Here's what the numbers tell us. The Central District average hit NIS 2.61 million in Q3 2025, down 3.8% year-on-year. Kfar Saba specifically saw a steeper drop — NIS 2.77 million, down 9.3% annually. Ra'anana, which historically commands a 15–25% premium over Kfar Saba due to its larger Anglo community and quality-of-life advantages, is currently seeing 4-room apartments listed in the NIS 3.85–4.13 million range, with the correction likely tracking in the 5–10% range from 2024 peaks.

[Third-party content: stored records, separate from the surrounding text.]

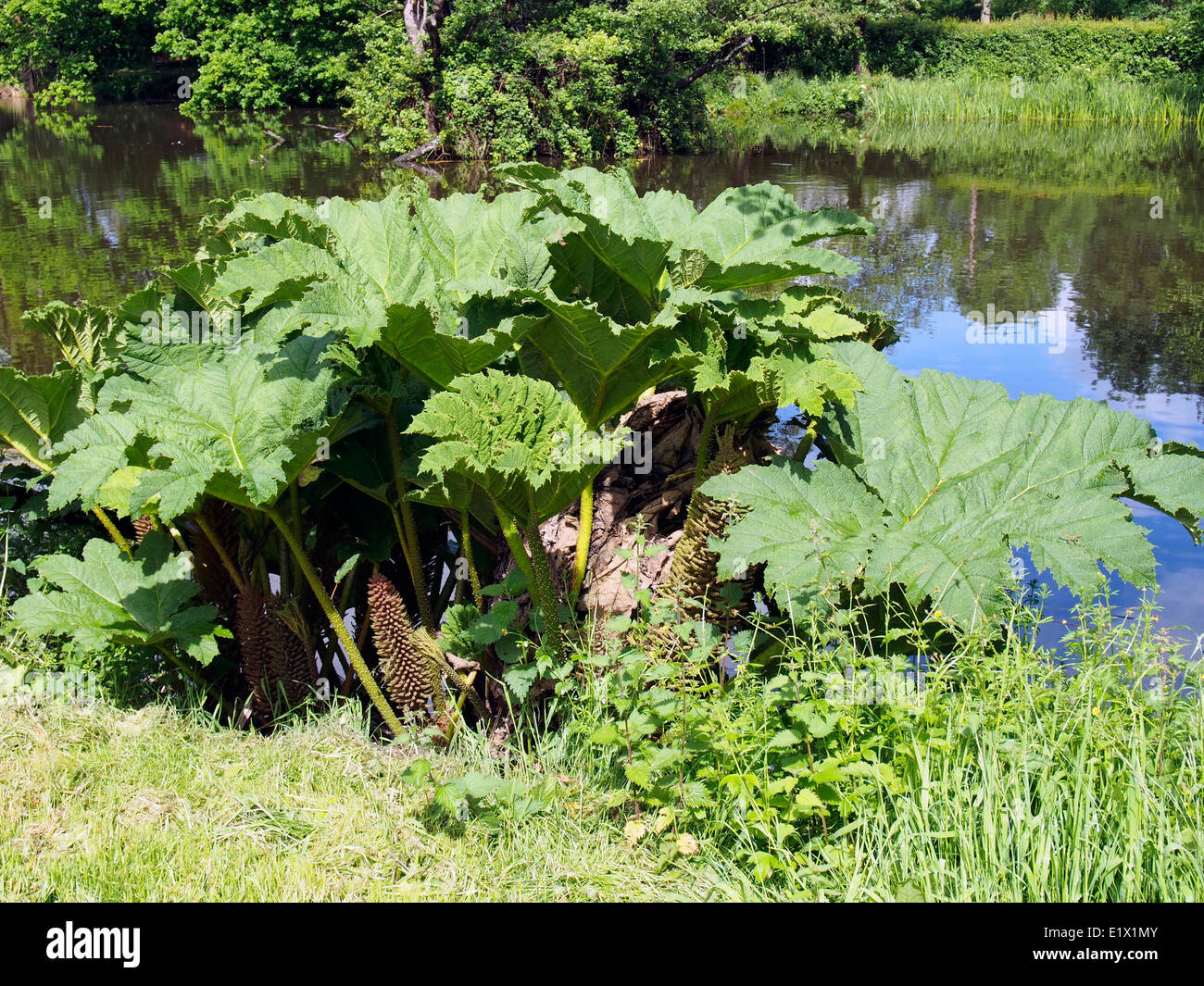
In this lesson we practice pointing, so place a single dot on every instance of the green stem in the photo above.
(295, 508)
(546, 593)
(336, 624)
(223, 555)
(466, 548)
(705, 438)
(584, 531)
(408, 530)
(117, 536)
(514, 540)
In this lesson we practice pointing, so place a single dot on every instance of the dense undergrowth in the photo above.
(412, 460)
(990, 776)
(497, 81)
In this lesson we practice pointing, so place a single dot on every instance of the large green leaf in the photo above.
(107, 598)
(237, 425)
(938, 481)
(603, 366)
(516, 438)
(85, 335)
(605, 218)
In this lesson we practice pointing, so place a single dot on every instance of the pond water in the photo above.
(1092, 240)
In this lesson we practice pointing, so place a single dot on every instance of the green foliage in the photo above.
(107, 598)
(935, 481)
(58, 51)
(263, 53)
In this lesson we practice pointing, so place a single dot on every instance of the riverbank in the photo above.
(751, 101)
(991, 777)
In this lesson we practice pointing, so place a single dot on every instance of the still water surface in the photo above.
(1097, 233)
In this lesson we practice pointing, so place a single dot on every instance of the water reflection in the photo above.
(1102, 231)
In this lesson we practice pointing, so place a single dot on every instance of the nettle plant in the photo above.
(306, 444)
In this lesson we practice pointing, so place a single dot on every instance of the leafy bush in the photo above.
(352, 408)
(270, 405)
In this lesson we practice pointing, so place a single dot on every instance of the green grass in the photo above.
(1072, 97)
(103, 805)
(1010, 780)
(743, 106)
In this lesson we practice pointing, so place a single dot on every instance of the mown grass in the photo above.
(1010, 780)
(108, 805)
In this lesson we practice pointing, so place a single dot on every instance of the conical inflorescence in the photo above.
(406, 670)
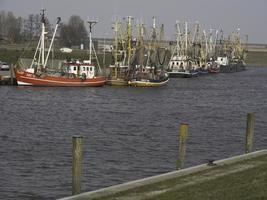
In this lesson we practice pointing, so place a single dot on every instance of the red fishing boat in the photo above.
(70, 74)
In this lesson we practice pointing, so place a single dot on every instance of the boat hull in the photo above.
(182, 74)
(147, 83)
(29, 79)
(235, 67)
(117, 82)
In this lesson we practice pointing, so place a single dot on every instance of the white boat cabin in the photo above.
(81, 69)
(181, 63)
(222, 61)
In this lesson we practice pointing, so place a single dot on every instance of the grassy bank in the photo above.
(12, 54)
(241, 180)
(255, 58)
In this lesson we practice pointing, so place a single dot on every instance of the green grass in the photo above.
(239, 181)
(11, 53)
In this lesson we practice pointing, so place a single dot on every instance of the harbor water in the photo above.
(129, 133)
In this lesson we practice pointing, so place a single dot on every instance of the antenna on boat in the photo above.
(91, 25)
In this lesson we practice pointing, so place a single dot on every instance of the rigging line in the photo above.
(161, 63)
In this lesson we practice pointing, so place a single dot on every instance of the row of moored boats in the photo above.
(140, 61)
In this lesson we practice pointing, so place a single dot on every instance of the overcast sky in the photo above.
(248, 15)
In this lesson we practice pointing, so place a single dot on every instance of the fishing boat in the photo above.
(182, 64)
(148, 71)
(233, 56)
(123, 52)
(70, 74)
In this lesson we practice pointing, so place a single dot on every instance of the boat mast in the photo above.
(43, 37)
(91, 24)
(52, 41)
(129, 34)
(186, 38)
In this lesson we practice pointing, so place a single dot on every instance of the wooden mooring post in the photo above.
(77, 154)
(182, 143)
(250, 132)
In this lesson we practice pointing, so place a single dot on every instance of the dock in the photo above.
(239, 177)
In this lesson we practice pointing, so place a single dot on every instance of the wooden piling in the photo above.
(77, 145)
(250, 132)
(11, 75)
(182, 144)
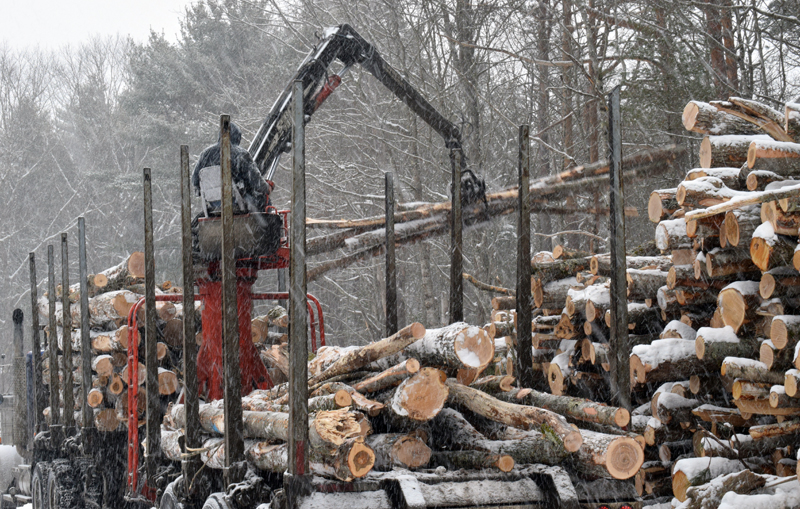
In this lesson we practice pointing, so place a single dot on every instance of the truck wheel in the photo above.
(41, 473)
(217, 501)
(62, 486)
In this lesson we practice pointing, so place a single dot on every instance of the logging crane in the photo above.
(72, 464)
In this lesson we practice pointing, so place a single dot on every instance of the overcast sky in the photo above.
(53, 23)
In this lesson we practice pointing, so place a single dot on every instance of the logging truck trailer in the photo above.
(70, 463)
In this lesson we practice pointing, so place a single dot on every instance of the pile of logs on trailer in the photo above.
(713, 314)
(714, 318)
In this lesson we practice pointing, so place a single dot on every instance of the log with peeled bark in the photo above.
(731, 150)
(703, 192)
(389, 377)
(729, 262)
(785, 331)
(769, 250)
(775, 359)
(403, 450)
(601, 455)
(758, 180)
(453, 431)
(472, 460)
(699, 471)
(456, 346)
(713, 345)
(353, 459)
(749, 369)
(357, 359)
(358, 400)
(779, 282)
(783, 157)
(665, 360)
(703, 118)
(671, 235)
(558, 269)
(710, 495)
(728, 174)
(661, 204)
(519, 416)
(740, 225)
(601, 264)
(674, 408)
(578, 408)
(739, 302)
(644, 284)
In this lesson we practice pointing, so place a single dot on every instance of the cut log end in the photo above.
(360, 459)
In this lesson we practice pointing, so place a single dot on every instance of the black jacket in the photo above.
(244, 172)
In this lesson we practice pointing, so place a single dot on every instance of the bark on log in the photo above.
(662, 204)
(703, 118)
(359, 358)
(456, 346)
(399, 450)
(519, 416)
(717, 151)
(739, 302)
(421, 397)
(388, 377)
(748, 369)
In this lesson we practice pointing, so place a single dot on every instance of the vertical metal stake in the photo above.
(52, 337)
(86, 357)
(191, 402)
(391, 266)
(66, 336)
(524, 341)
(456, 257)
(20, 436)
(234, 433)
(36, 348)
(619, 343)
(153, 430)
(298, 314)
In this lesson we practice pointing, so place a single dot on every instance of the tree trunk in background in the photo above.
(543, 29)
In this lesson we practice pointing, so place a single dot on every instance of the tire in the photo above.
(63, 487)
(41, 473)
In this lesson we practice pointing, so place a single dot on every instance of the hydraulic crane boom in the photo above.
(346, 45)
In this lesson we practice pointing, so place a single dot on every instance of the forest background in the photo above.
(77, 125)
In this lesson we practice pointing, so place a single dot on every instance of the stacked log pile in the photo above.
(423, 399)
(724, 374)
(112, 294)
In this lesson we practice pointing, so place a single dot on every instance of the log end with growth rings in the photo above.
(624, 458)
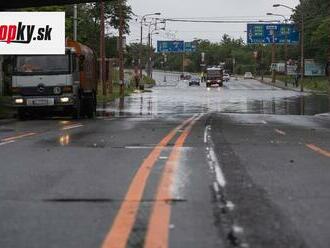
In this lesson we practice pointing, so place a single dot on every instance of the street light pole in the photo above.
(141, 42)
(302, 44)
(75, 21)
(286, 43)
(121, 52)
(102, 49)
(302, 64)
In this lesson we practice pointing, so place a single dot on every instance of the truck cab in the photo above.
(54, 83)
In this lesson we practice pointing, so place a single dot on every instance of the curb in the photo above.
(292, 89)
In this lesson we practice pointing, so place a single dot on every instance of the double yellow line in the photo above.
(157, 232)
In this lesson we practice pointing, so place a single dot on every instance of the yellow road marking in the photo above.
(125, 218)
(158, 228)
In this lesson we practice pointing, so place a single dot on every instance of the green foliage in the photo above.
(316, 15)
(89, 22)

Central District — Overall Performance Q3 2025
MetricQ3 2025YoY ChangeCentral District AverageNIS 2.61 million-3.8%4-Room Apartment (Central)NIS 2.575 million+1.6%Central District Inventory26,740 unitsHighest in Israel
Source: Central Bureau of Statistics Q3 2025
For context on what Ra'anana looked like heading into the correction: Q1 2025 showed Kfar Saba 4-room apartments at NIS 3.0 million (up 8% from Q1 2024), which means Ra'anana equivalents were in the NIS 3.5–3.85 million range at that point. The correction has brought those figures down, but the premium over the broader market remains firmly intact.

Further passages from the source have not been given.